SPARK-IL: Spectral Retrieval-Augmented RAG for Knowledge-driven Deepfake Detection via Incremental Learning
Hessen Bougueffa Eutamene 1, Abdellah Zakaria Sellam 2,3, Abdelmalik Taleb-Ahmed 1, Abdenour Hadid 4
1 University of Polytechnique Hauts-de-France
Published on arXiv
2604.03833
Output Integrity Attack
OWASP ML Top 10 — ML09
Key Finding
Achieves 94.6% mean accuracy on UniversalFakeDetect benchmark across 19 generative models including GANs, face-swapping, and diffusion methods
SPARK-IL
Novel technique introduced
Detecting AI-generated images remains a significant challenge because detectors trained on specific generators often fail to generalize to unseen models; however, while pixel-level artifacts vary across models, frequency-domain signatures exhibit greater consistency, providing a promising foundation for cross-generator detection. To address this, we propose SPARK-IL, a retrieval-augmented framework that combines dual-path spectral analysis with incremental learning by utilizing a partially frozen ViT-L/14 encoder for semantic representations alongside a parallel path for raw RGB pixel embeddings. Both paths undergo multi-band Fourier decomposition into four frequency bands, which are individually processed by Kolmogorov-Arnold Networks (KAN) with mixture-of-experts for band-specific transformations before the resulting spectral embeddings are fused via cross-attention with residual connections. During inference, this fused embedding retrieves the $k$ nearest labeled signatures from a Milvus database using cosine similarity to facilitate predictions via majority voting, while an incremental learning strategy expands the database and employs elastic weight consolidation to preserve previously learned transformations.
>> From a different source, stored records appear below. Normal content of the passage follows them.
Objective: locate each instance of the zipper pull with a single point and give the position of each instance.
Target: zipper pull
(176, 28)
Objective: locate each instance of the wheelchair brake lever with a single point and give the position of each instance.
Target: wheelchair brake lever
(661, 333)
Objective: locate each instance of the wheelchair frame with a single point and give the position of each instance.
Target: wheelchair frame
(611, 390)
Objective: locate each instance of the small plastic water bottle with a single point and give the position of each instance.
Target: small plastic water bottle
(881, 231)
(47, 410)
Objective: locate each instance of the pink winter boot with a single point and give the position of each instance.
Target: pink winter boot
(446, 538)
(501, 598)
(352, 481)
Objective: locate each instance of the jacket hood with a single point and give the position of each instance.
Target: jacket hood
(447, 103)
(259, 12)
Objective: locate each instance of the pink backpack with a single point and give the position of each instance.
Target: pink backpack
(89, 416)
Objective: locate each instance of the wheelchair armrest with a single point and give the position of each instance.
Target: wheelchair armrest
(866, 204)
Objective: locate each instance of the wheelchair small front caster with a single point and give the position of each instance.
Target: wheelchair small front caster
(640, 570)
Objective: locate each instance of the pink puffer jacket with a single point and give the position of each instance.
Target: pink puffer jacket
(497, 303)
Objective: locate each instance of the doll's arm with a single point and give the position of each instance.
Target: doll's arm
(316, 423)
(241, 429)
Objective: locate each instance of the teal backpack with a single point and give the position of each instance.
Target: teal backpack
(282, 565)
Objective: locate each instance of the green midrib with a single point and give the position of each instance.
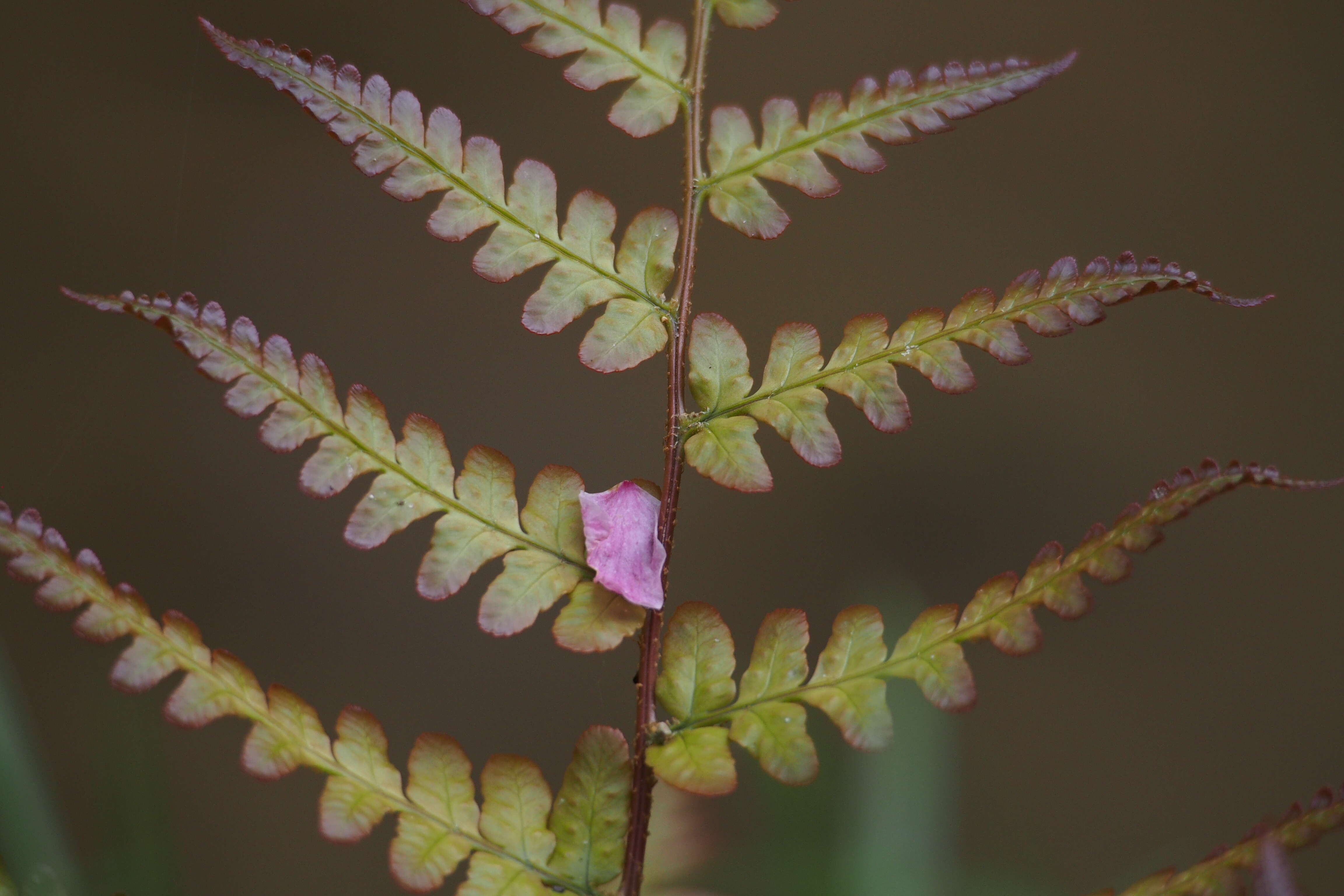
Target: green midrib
(608, 45)
(812, 139)
(96, 593)
(458, 182)
(970, 633)
(339, 429)
(822, 377)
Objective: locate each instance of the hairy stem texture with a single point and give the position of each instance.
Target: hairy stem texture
(674, 459)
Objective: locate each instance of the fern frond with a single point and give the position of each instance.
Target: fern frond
(1219, 874)
(721, 438)
(746, 14)
(848, 684)
(428, 155)
(611, 50)
(790, 151)
(517, 841)
(542, 546)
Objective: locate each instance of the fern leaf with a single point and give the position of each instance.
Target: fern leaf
(862, 369)
(427, 155)
(791, 151)
(596, 620)
(746, 14)
(697, 679)
(772, 731)
(511, 837)
(593, 808)
(611, 50)
(1218, 874)
(542, 546)
(851, 676)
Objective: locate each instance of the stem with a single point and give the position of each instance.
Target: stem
(650, 643)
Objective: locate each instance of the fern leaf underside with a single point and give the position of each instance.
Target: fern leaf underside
(611, 49)
(427, 155)
(763, 713)
(542, 545)
(1221, 872)
(863, 367)
(514, 836)
(790, 151)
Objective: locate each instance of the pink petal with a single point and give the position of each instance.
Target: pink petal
(622, 534)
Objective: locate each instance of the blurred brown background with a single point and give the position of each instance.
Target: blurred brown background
(1198, 698)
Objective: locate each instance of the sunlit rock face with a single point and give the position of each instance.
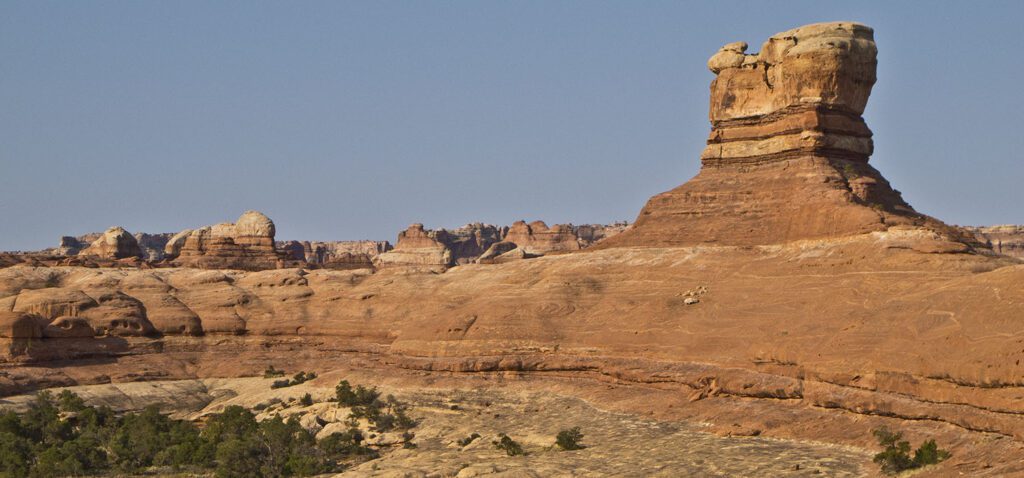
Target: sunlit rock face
(248, 245)
(786, 158)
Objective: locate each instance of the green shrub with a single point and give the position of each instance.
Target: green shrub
(87, 440)
(569, 439)
(895, 455)
(507, 444)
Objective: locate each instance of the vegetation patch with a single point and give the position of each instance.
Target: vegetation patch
(895, 455)
(60, 435)
(299, 378)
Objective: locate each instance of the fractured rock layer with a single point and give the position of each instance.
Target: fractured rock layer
(1007, 240)
(786, 159)
(248, 245)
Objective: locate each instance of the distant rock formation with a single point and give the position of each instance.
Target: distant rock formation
(419, 249)
(335, 254)
(247, 245)
(1007, 240)
(153, 246)
(786, 159)
(436, 250)
(116, 243)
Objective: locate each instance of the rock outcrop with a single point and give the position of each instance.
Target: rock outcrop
(437, 250)
(786, 159)
(786, 289)
(336, 254)
(152, 246)
(419, 249)
(246, 245)
(116, 243)
(538, 239)
(1007, 240)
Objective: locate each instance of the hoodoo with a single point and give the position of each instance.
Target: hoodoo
(786, 158)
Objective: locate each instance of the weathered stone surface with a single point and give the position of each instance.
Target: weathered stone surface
(440, 249)
(247, 245)
(1007, 240)
(152, 246)
(538, 239)
(419, 249)
(69, 328)
(785, 290)
(336, 254)
(116, 243)
(19, 326)
(786, 159)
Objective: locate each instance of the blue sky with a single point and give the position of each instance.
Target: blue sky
(350, 120)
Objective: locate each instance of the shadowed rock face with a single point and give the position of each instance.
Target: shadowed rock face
(247, 245)
(1007, 240)
(786, 286)
(116, 243)
(786, 159)
(438, 249)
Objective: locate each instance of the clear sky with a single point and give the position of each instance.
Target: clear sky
(350, 120)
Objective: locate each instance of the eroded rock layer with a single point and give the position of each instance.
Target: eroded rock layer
(248, 245)
(1007, 240)
(786, 159)
(786, 287)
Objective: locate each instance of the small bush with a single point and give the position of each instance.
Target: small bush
(468, 439)
(510, 446)
(895, 455)
(569, 439)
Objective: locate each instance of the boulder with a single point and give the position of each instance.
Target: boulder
(69, 328)
(116, 243)
(246, 245)
(19, 326)
(786, 159)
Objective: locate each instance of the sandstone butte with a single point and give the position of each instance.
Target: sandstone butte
(786, 289)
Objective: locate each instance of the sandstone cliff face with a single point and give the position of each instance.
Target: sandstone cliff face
(419, 249)
(336, 254)
(787, 285)
(786, 159)
(116, 243)
(437, 250)
(246, 245)
(1007, 240)
(153, 246)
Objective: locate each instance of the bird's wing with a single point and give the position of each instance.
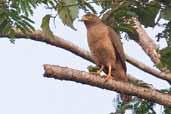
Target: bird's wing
(118, 46)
Evaluated on the UniversalFakeDetect benchmark across 19 generative models -- including GANs, face-swapping, and diffusion methods -- SPARK-IL achieves a 94.6\% mean accuracy, with the code to be publicly released at https://github.com/HessenUPHF/SPARK-IL.
Key Contributions
- Dual-path multi-band spectral architecture combining pixel-level and feature-level representations via FFT and KAN modules
- Retrieval-augmented classification using cosine similarity search over spectral signatures in Milvus database
- Incremental learning via elastic weight consolidation enabling adaptation to new generators without catastrophic forgetting
🛡️ Threat Analysis
AI-generated image detection (deepfake detection) - verifying content authenticity and detecting synthetic images produced by generative models.